December 17, 2009
ACLU axes nativity, menorah
By Jennifer Learn-Andes email@example.com
Luzerne County Reporter
A familiar nativity scene and menorah were removed from the Luzerne County Courthouse lawn Wednesday night because the American Civil Liberties Union threatened to get a restraining order.
The ACLU argues the displays violate the separation of church and state clause of the U.S. Constitution, DeLuca said.County Solicitor Vito DeLuca said a Pittsburgh lawyer from the ACLU contacted him Wednesday to give the county an opportunity to remove the items before it filed court action that was already in the works.
DeLuca said county officials opted not to spend time and money on a lawsuit – at least not at this time – because they are swamped with the budget crisis and other pressing matters.
“We didn’t feel it was in the best interest of the county at this time to fight that battle,” DeLuca said. “We believe the most prudent thing at this point was to remove the items.”
An ACLU representative could not be reached Wednesday night.
The county may revisit the matter next year and come up with alternatives that don’t violate the Constitution, DeLuca said.

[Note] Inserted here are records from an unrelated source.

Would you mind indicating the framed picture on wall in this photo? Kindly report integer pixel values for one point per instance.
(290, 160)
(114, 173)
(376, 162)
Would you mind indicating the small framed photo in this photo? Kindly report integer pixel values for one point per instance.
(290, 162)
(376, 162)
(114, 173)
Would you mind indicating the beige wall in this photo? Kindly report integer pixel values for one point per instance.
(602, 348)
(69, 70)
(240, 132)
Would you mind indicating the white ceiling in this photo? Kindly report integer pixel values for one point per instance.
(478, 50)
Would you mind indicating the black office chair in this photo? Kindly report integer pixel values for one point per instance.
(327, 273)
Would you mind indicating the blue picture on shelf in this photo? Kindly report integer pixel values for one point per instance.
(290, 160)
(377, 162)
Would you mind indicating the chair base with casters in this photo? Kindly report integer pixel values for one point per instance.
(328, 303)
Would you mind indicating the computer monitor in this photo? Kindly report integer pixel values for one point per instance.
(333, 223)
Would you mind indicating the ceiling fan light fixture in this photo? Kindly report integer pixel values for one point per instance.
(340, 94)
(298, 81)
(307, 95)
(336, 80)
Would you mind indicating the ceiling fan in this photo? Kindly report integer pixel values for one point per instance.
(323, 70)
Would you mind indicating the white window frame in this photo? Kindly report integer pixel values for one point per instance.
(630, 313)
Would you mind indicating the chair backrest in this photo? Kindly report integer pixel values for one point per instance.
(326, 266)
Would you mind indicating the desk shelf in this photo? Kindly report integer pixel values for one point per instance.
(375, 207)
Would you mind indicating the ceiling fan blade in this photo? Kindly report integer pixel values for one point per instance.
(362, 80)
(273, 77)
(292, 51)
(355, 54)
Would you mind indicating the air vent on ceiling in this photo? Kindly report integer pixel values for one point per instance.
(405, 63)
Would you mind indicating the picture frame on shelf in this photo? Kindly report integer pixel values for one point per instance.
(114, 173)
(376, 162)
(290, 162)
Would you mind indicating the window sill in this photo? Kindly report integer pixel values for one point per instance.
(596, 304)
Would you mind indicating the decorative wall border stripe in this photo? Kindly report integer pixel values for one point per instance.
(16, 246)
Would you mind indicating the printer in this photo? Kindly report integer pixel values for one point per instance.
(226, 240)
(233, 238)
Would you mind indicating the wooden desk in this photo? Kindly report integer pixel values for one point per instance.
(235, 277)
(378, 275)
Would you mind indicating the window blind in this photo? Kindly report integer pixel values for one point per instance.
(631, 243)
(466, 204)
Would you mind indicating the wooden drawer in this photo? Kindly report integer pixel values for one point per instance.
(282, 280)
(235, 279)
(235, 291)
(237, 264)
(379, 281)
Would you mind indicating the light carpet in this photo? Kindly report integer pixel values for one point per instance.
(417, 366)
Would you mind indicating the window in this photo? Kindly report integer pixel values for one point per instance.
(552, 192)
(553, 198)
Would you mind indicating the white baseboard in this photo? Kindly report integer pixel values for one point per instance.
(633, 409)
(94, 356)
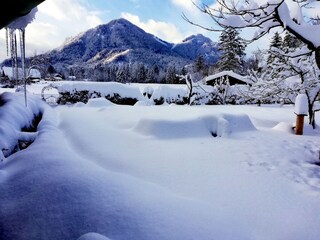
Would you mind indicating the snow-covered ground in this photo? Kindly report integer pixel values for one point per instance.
(104, 171)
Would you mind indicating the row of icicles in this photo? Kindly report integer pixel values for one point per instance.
(19, 25)
(12, 47)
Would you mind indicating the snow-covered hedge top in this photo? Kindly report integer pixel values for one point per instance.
(301, 104)
(168, 92)
(105, 88)
(14, 116)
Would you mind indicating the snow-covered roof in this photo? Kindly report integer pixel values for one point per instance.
(225, 73)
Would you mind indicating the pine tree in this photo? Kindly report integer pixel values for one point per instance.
(276, 43)
(232, 48)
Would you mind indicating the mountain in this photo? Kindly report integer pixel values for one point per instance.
(121, 41)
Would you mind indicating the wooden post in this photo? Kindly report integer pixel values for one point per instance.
(299, 124)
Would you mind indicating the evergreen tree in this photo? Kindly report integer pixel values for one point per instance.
(232, 48)
(276, 43)
(199, 64)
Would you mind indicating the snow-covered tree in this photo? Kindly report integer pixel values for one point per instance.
(232, 48)
(262, 16)
(288, 78)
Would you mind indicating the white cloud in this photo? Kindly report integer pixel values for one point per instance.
(164, 30)
(185, 4)
(54, 22)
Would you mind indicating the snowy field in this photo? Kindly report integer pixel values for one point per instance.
(105, 171)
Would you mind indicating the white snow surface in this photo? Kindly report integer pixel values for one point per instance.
(105, 171)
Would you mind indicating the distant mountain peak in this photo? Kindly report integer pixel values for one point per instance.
(120, 41)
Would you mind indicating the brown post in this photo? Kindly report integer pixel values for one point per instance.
(299, 124)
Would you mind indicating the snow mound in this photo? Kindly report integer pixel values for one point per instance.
(93, 236)
(14, 116)
(220, 125)
(99, 102)
(144, 103)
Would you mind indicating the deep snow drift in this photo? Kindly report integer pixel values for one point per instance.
(103, 171)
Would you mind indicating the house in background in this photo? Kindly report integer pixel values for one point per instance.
(223, 76)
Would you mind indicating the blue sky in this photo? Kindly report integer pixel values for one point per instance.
(57, 20)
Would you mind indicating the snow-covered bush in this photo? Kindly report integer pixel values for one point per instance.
(73, 92)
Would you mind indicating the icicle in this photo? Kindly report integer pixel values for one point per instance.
(16, 58)
(12, 51)
(23, 59)
(7, 40)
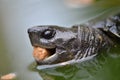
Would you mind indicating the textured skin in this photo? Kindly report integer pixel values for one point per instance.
(77, 42)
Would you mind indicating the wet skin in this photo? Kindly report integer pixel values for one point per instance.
(77, 42)
(66, 44)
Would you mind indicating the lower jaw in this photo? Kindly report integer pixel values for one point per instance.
(44, 56)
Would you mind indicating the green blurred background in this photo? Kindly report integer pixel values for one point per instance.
(16, 16)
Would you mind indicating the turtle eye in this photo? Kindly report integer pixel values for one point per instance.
(48, 34)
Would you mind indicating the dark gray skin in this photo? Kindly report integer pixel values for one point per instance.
(75, 43)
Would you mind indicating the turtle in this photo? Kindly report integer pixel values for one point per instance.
(65, 45)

DeLuca said the public should not get the impression that any county officials personally agree with the removal. He remembers spotting the courthouse nativity scene as a boy.
Commissioner Chairwoman Maryanne Petrilla said she expects people will be upset.
“Clearly, we all have our own faith, but the law’s the law. The nativity scene and menorah have been a part of the courthouse a long time, and I’m sure people remember them when they were growing up,” she said.
Petrilla said she and other county officials believed it would be “irresponsible” to engage in a lawsuit.
“We can all express our faith privately when we’re in our homes,” Petrilla said.
The nativity scene that has been placed on the lawn for decades included a manger, kings, shepherds, animals and Mary and Joseph. Building and grounds staffers placed Baby Jesus in the nativity on Christmas Eve.
Building and grounds workers removed everything except the manger and turned off the nativity spotlight.
DeLuca did not know if the ACLU complaint stemmed from a local concern.
The ACLU had threatened a lawsuit against the county over this issue in 1990, but a suit never materialized.
Commissioners at the time refused to comply with the removal request. They expanded the manger and decided to add a menorah. Security was also added to make sure the items were not vandalized at night.
Nativity scenes on courthouse lawns became an issue in the late 1980s after the U.S. Supreme Court ruled that a nativity scene was an endorsement of Christianity and violated separation between church and state.